If the broker detects that you are about to execute your 4th day trade trade within the 5 day period then they will prevent you from executing this trade and by doing this will stop your account from being frozen.

Clever brokers!!!
Yes, Interactive Brokers works this way. You get a message when you will violate the PDT.

I was learning to daytrade stocks but my account is < $25000. So I started learning futures.

Be carefull: futures have a large leverage. Use good money management to handle your risk!

Day trading: What do you think is the practical maximum of contracts you can trade in the ER2, ES, YM? As stated, there is a limit but is it practical to trade 1000 contracts in one order?
Originally posted by rverheyen

Day trading: What do you think is the practical maximum of contracts you can trade in the ER2, ES, YM? As stated, there is a limit but is it practical to trade 1000 contracts in one order?

In the ES you can probably trade the maximum allowed by the CME (which I think is currently 1,500 or 3,000) without having a large (if any) impact. During normal operation the ES can handle a fantastically large volume. I have seen single orders of 1400 ES contracts go through the time and sales window. Most traders with large orders that trade at market will mask their orders by breaking them up into smaller odd lots. If you use a limit order then I don't believe that it is "as" necessary to mask your order to hide it.

The ER2 and YM are much thinner markets and so you would not be able to trade 1000 contracts in one hit on those markets. If the market was moving rapidly in one direction then you may be able to get 1000 contracts filled on a limit order (against the move) in the ER2 or YM because the traders taking the other side of the position against you will be arb'ing the positing against the cash.

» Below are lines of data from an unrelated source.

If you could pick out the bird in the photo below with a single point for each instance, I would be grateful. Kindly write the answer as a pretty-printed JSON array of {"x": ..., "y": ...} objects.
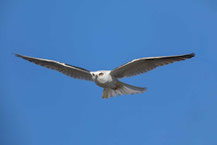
[{"x": 109, "y": 79}]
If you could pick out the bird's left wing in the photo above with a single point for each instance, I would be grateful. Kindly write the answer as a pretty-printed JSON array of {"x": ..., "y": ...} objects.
[
  {"x": 72, "y": 71},
  {"x": 142, "y": 65}
]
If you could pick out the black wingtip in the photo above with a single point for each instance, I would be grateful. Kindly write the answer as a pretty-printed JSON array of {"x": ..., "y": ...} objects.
[
  {"x": 190, "y": 55},
  {"x": 17, "y": 55}
]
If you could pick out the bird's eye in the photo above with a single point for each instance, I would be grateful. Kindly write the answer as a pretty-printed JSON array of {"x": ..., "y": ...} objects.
[{"x": 100, "y": 74}]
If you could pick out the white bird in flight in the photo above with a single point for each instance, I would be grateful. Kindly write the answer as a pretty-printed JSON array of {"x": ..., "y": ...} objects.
[{"x": 108, "y": 79}]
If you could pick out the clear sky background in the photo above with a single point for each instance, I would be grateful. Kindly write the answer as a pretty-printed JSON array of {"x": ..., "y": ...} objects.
[{"x": 39, "y": 106}]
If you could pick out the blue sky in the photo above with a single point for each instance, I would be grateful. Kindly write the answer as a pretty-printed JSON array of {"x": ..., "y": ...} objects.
[{"x": 43, "y": 107}]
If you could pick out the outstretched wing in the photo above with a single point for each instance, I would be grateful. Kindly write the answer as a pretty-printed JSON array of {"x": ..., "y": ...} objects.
[
  {"x": 72, "y": 71},
  {"x": 142, "y": 65}
]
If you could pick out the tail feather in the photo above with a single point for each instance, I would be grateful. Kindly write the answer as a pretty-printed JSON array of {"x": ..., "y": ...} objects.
[{"x": 122, "y": 88}]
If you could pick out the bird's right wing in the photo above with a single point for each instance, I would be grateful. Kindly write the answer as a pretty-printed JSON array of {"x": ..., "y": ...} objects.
[
  {"x": 72, "y": 71},
  {"x": 142, "y": 65}
]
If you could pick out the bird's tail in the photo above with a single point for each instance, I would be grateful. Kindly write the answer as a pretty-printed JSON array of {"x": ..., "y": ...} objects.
[{"x": 121, "y": 89}]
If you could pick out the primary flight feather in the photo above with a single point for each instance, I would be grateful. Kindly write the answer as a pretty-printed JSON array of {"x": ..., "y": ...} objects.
[{"x": 108, "y": 79}]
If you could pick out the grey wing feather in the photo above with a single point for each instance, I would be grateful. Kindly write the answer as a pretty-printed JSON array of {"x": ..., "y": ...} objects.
[
  {"x": 72, "y": 71},
  {"x": 142, "y": 65}
]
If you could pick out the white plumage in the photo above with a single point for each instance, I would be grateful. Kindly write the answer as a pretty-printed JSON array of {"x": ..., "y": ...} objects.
[{"x": 109, "y": 79}]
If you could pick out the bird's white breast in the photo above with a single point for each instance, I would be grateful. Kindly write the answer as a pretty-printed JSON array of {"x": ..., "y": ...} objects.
[{"x": 106, "y": 80}]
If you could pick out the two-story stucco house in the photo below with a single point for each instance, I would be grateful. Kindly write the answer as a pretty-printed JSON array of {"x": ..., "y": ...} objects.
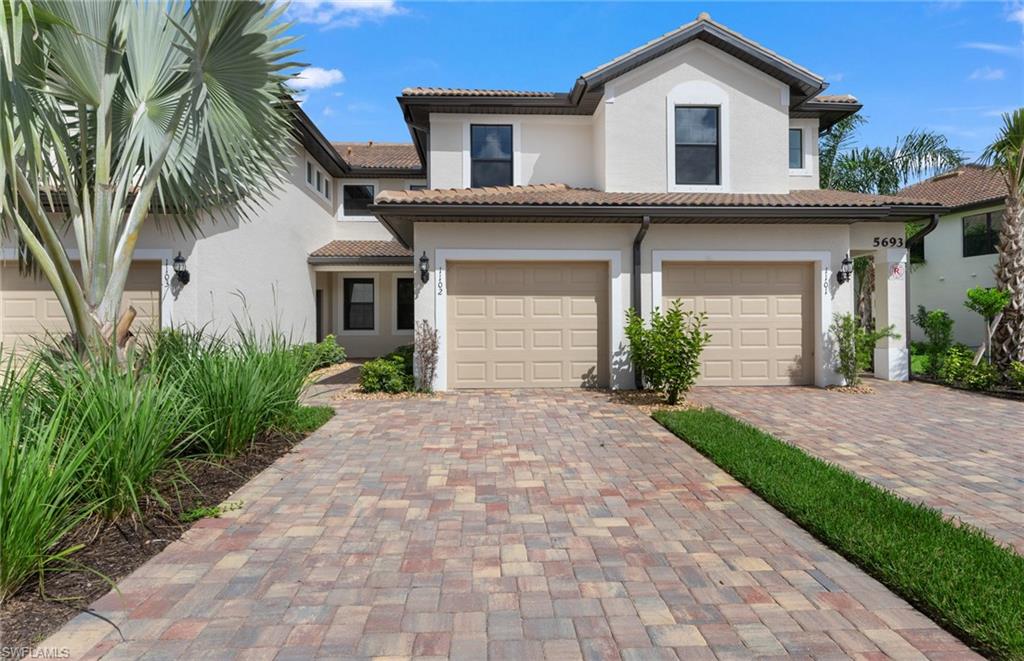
[
  {"x": 961, "y": 253},
  {"x": 521, "y": 225}
]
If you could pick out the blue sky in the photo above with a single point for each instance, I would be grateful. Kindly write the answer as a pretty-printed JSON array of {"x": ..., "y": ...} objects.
[{"x": 949, "y": 67}]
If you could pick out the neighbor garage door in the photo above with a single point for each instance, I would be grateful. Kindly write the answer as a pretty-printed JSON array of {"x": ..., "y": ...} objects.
[
  {"x": 760, "y": 316},
  {"x": 30, "y": 310},
  {"x": 527, "y": 324}
]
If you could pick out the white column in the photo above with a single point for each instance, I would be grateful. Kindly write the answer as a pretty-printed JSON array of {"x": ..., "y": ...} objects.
[{"x": 891, "y": 355}]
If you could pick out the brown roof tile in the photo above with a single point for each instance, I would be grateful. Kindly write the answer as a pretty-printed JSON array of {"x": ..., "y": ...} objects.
[
  {"x": 967, "y": 186},
  {"x": 561, "y": 194},
  {"x": 379, "y": 155},
  {"x": 364, "y": 249}
]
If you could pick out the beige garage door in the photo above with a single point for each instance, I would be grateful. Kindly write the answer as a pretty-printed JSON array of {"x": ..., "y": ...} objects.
[
  {"x": 527, "y": 324},
  {"x": 29, "y": 309},
  {"x": 760, "y": 316}
]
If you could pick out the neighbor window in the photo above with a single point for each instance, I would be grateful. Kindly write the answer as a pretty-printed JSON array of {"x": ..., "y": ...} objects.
[
  {"x": 358, "y": 304},
  {"x": 356, "y": 200},
  {"x": 696, "y": 145},
  {"x": 491, "y": 156},
  {"x": 406, "y": 304},
  {"x": 981, "y": 233},
  {"x": 796, "y": 148}
]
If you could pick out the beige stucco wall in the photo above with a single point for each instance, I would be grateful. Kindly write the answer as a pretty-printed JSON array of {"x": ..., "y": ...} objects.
[
  {"x": 942, "y": 281},
  {"x": 755, "y": 121}
]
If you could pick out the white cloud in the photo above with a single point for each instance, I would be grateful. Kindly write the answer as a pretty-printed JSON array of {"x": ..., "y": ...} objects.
[
  {"x": 316, "y": 78},
  {"x": 1003, "y": 49},
  {"x": 341, "y": 13},
  {"x": 987, "y": 74}
]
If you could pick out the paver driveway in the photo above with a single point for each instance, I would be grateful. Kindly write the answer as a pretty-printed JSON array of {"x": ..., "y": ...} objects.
[
  {"x": 512, "y": 525},
  {"x": 955, "y": 450}
]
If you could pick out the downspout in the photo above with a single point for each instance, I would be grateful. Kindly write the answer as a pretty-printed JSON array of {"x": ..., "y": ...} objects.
[
  {"x": 636, "y": 293},
  {"x": 910, "y": 243}
]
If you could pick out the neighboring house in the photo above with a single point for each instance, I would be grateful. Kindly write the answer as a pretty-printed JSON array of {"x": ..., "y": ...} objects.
[
  {"x": 961, "y": 252},
  {"x": 685, "y": 169}
]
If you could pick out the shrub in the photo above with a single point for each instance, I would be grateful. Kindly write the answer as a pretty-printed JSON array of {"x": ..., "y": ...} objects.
[
  {"x": 137, "y": 420},
  {"x": 938, "y": 327},
  {"x": 427, "y": 343},
  {"x": 668, "y": 353},
  {"x": 958, "y": 369},
  {"x": 321, "y": 354},
  {"x": 41, "y": 482},
  {"x": 854, "y": 346}
]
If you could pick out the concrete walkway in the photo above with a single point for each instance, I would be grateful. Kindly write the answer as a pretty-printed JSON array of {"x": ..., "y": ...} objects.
[
  {"x": 958, "y": 451},
  {"x": 524, "y": 525}
]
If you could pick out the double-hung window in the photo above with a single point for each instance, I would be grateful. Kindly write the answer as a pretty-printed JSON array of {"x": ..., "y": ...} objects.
[
  {"x": 697, "y": 158},
  {"x": 491, "y": 155}
]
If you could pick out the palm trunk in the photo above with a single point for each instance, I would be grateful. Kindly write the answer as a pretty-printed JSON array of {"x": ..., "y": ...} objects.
[{"x": 1008, "y": 341}]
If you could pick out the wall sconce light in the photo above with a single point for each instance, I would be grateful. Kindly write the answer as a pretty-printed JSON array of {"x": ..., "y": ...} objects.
[
  {"x": 424, "y": 267},
  {"x": 180, "y": 271},
  {"x": 845, "y": 272}
]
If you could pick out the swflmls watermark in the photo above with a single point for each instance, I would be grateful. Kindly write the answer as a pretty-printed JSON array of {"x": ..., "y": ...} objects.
[{"x": 10, "y": 652}]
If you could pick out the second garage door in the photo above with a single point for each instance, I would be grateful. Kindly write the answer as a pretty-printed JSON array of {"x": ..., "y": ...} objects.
[
  {"x": 760, "y": 316},
  {"x": 527, "y": 324}
]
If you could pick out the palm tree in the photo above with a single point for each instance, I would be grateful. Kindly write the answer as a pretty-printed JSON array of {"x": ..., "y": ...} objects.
[
  {"x": 881, "y": 171},
  {"x": 1007, "y": 155},
  {"x": 113, "y": 108}
]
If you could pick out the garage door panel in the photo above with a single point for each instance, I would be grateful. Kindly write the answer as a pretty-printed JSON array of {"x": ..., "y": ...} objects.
[
  {"x": 759, "y": 316},
  {"x": 545, "y": 324}
]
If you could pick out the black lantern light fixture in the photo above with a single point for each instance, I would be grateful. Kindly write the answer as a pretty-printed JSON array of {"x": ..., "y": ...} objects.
[
  {"x": 845, "y": 270},
  {"x": 424, "y": 267},
  {"x": 180, "y": 271}
]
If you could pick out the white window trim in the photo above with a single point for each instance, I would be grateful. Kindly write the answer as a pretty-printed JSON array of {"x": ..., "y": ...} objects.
[
  {"x": 340, "y": 310},
  {"x": 619, "y": 364},
  {"x": 697, "y": 93},
  {"x": 341, "y": 199},
  {"x": 824, "y": 375},
  {"x": 395, "y": 331},
  {"x": 467, "y": 161}
]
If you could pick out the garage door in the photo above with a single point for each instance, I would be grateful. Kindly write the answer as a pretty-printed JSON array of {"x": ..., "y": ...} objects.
[
  {"x": 29, "y": 309},
  {"x": 527, "y": 324},
  {"x": 760, "y": 316}
]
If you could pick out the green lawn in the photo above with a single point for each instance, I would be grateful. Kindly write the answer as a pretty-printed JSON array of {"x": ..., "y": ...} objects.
[{"x": 955, "y": 574}]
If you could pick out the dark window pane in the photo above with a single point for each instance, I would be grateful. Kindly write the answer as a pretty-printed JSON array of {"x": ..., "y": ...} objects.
[
  {"x": 492, "y": 142},
  {"x": 358, "y": 304},
  {"x": 492, "y": 173},
  {"x": 796, "y": 148},
  {"x": 696, "y": 126},
  {"x": 696, "y": 164},
  {"x": 981, "y": 233},
  {"x": 356, "y": 200},
  {"x": 407, "y": 304}
]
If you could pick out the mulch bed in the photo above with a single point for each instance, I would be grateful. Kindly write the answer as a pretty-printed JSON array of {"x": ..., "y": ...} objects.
[{"x": 117, "y": 549}]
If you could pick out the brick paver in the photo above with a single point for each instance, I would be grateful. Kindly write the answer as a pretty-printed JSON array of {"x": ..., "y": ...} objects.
[
  {"x": 958, "y": 451},
  {"x": 523, "y": 525}
]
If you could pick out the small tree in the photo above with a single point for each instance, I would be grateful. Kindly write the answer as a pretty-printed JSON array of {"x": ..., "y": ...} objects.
[
  {"x": 938, "y": 327},
  {"x": 854, "y": 346},
  {"x": 668, "y": 353},
  {"x": 989, "y": 302}
]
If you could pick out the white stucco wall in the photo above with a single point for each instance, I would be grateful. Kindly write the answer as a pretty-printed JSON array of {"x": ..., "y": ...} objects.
[
  {"x": 754, "y": 121},
  {"x": 742, "y": 243},
  {"x": 942, "y": 281}
]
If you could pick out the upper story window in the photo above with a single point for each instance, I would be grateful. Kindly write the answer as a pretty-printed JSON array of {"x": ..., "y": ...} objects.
[
  {"x": 491, "y": 155},
  {"x": 796, "y": 148},
  {"x": 697, "y": 145},
  {"x": 981, "y": 233},
  {"x": 356, "y": 199}
]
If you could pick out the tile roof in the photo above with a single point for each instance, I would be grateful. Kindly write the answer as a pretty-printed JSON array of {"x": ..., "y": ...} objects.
[
  {"x": 364, "y": 249},
  {"x": 561, "y": 194},
  {"x": 972, "y": 184},
  {"x": 379, "y": 155}
]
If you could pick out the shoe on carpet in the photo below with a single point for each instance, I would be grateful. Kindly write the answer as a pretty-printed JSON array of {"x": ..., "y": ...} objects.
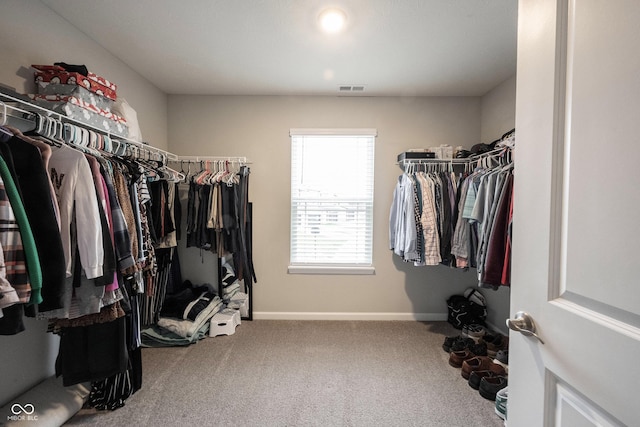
[
  {"x": 501, "y": 403},
  {"x": 457, "y": 343},
  {"x": 490, "y": 386},
  {"x": 480, "y": 363},
  {"x": 457, "y": 357},
  {"x": 476, "y": 376},
  {"x": 495, "y": 343}
]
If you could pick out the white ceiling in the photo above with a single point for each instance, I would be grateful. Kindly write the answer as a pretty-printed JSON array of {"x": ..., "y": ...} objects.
[{"x": 274, "y": 47}]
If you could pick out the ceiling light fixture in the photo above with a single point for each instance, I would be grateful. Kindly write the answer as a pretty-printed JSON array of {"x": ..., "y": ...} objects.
[{"x": 332, "y": 20}]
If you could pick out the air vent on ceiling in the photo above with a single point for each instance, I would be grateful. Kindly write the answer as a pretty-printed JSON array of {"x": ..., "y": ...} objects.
[{"x": 351, "y": 88}]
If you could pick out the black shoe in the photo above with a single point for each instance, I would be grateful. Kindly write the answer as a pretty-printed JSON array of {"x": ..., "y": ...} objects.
[{"x": 489, "y": 386}]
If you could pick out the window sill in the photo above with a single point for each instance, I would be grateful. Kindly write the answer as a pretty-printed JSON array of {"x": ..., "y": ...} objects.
[{"x": 318, "y": 269}]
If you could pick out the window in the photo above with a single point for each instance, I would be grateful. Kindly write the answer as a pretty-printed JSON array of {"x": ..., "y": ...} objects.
[{"x": 332, "y": 201}]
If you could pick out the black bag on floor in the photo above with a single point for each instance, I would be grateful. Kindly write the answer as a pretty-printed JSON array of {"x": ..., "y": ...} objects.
[{"x": 466, "y": 309}]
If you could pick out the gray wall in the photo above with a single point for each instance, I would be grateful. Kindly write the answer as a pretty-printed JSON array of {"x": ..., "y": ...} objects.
[
  {"x": 498, "y": 115},
  {"x": 30, "y": 33}
]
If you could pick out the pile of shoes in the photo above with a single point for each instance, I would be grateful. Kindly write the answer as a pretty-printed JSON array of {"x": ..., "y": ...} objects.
[{"x": 483, "y": 359}]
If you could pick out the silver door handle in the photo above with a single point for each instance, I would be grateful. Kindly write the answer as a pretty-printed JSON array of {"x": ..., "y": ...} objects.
[{"x": 524, "y": 324}]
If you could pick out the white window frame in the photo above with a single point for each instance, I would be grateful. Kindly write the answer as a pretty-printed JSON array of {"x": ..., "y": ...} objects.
[{"x": 331, "y": 268}]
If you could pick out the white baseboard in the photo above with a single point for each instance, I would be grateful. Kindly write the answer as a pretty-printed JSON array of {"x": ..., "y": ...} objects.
[{"x": 421, "y": 317}]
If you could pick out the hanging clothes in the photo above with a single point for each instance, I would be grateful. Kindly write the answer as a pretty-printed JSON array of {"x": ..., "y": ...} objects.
[{"x": 459, "y": 220}]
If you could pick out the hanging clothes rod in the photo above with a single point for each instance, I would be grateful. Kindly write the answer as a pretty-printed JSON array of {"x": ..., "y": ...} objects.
[{"x": 64, "y": 119}]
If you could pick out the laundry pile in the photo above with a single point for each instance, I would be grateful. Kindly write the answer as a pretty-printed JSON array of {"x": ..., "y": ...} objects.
[{"x": 186, "y": 316}]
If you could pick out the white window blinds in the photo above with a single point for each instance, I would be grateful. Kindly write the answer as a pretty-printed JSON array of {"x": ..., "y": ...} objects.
[{"x": 332, "y": 197}]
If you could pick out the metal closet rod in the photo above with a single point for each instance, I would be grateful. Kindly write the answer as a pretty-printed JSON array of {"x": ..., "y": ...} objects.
[
  {"x": 198, "y": 159},
  {"x": 466, "y": 160},
  {"x": 63, "y": 118}
]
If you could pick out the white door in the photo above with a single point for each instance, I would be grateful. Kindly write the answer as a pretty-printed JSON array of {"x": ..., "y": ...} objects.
[{"x": 576, "y": 232}]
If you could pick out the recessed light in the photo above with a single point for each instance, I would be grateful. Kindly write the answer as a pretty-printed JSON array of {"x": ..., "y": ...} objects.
[{"x": 332, "y": 20}]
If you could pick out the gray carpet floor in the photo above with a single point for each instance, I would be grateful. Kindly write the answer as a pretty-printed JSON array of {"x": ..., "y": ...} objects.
[{"x": 305, "y": 373}]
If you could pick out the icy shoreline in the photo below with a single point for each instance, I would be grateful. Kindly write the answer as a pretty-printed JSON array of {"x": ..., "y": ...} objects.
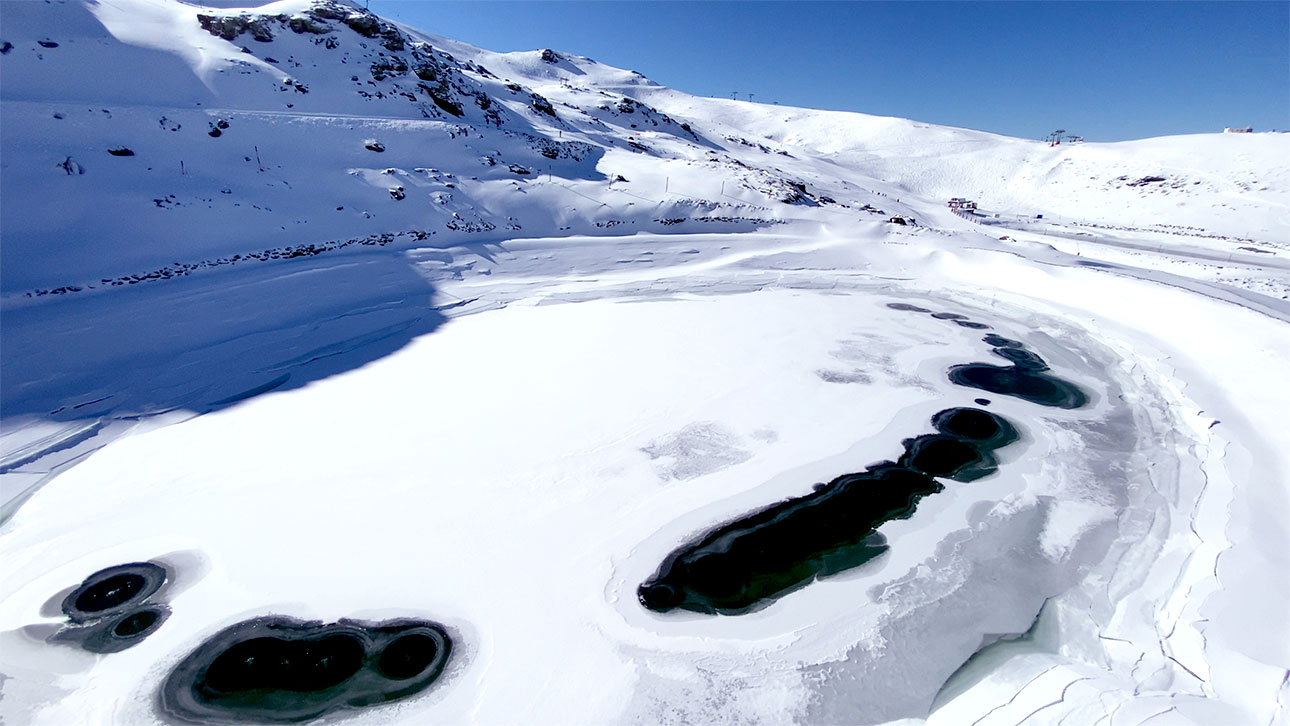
[{"x": 1117, "y": 515}]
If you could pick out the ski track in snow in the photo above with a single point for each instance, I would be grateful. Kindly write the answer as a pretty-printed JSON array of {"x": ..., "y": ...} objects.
[{"x": 503, "y": 423}]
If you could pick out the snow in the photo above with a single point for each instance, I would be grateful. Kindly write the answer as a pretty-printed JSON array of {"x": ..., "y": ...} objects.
[{"x": 499, "y": 402}]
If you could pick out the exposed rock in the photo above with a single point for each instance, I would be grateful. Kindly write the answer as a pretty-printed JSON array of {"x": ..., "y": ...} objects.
[{"x": 543, "y": 106}]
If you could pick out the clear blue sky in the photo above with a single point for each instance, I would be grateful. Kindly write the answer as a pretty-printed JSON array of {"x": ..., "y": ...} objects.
[{"x": 1106, "y": 70}]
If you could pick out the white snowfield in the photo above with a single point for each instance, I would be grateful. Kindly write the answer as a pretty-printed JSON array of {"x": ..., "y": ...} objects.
[{"x": 564, "y": 321}]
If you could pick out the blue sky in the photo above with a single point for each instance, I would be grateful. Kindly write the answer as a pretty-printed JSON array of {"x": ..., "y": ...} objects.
[{"x": 1106, "y": 70}]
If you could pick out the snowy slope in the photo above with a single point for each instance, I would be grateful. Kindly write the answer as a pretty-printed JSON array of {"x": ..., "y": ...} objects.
[{"x": 377, "y": 325}]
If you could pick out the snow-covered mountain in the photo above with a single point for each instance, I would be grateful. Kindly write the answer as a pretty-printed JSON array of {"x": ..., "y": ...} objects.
[
  {"x": 314, "y": 316},
  {"x": 146, "y": 138}
]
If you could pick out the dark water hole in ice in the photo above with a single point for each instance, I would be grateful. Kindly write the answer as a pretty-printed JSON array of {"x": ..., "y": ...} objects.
[
  {"x": 747, "y": 564},
  {"x": 281, "y": 669},
  {"x": 1027, "y": 378}
]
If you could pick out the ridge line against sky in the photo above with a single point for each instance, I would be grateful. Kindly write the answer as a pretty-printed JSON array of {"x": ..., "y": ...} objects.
[{"x": 1104, "y": 70}]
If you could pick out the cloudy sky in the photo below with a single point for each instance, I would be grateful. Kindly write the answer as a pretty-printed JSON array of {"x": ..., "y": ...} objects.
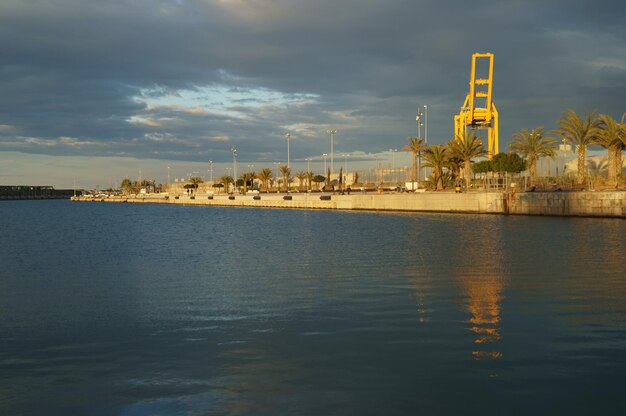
[{"x": 101, "y": 90}]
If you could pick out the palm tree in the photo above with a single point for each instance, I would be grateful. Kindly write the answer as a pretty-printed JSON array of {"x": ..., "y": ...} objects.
[
  {"x": 416, "y": 146},
  {"x": 195, "y": 181},
  {"x": 466, "y": 148},
  {"x": 309, "y": 179},
  {"x": 533, "y": 145},
  {"x": 265, "y": 176},
  {"x": 285, "y": 171},
  {"x": 578, "y": 133},
  {"x": 436, "y": 158},
  {"x": 301, "y": 177},
  {"x": 612, "y": 136},
  {"x": 126, "y": 185},
  {"x": 245, "y": 177},
  {"x": 226, "y": 180}
]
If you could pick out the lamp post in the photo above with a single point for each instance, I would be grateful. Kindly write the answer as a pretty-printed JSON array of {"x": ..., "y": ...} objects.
[
  {"x": 332, "y": 133},
  {"x": 393, "y": 163},
  {"x": 234, "y": 151},
  {"x": 426, "y": 124},
  {"x": 288, "y": 137},
  {"x": 418, "y": 118}
]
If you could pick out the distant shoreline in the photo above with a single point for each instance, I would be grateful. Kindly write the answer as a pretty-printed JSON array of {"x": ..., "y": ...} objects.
[{"x": 607, "y": 204}]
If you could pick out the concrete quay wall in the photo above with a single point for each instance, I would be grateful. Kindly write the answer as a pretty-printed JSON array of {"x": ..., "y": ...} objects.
[
  {"x": 585, "y": 203},
  {"x": 593, "y": 204}
]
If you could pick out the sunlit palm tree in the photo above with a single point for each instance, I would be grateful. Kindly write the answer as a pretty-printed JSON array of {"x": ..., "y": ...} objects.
[
  {"x": 466, "y": 148},
  {"x": 226, "y": 181},
  {"x": 611, "y": 135},
  {"x": 580, "y": 134},
  {"x": 416, "y": 146},
  {"x": 309, "y": 179},
  {"x": 533, "y": 145},
  {"x": 245, "y": 178},
  {"x": 285, "y": 171},
  {"x": 265, "y": 175},
  {"x": 301, "y": 176},
  {"x": 436, "y": 158}
]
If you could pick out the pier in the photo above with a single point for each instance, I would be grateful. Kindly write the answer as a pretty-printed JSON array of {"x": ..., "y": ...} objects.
[{"x": 584, "y": 203}]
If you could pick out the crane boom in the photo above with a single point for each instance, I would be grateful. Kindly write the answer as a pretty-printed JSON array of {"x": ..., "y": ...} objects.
[{"x": 478, "y": 110}]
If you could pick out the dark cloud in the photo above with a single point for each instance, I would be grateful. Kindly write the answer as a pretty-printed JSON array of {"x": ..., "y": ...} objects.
[{"x": 84, "y": 77}]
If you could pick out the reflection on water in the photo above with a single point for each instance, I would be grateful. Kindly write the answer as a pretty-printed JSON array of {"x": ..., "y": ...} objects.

I have just read the following on dated October 2004. Not sure if it still applies:
Orders of any quantity may be accepted for stock index futures and options on stock index futures for entry on the GLOBEX System. However, orders exceeding 400 futures contracts must be entered on the GLOBEX System as multiple entries each of which must not exceed 400 contracts.
My largest assumption, when extrapolating my trading account into the future, was trading with 200 contracts.

So that's not going to be problem.
If you're trading the ES then 200 can be considered (relatively) chicken feed and you have nothing to worry about. On YM and ER2 you need to consider that size.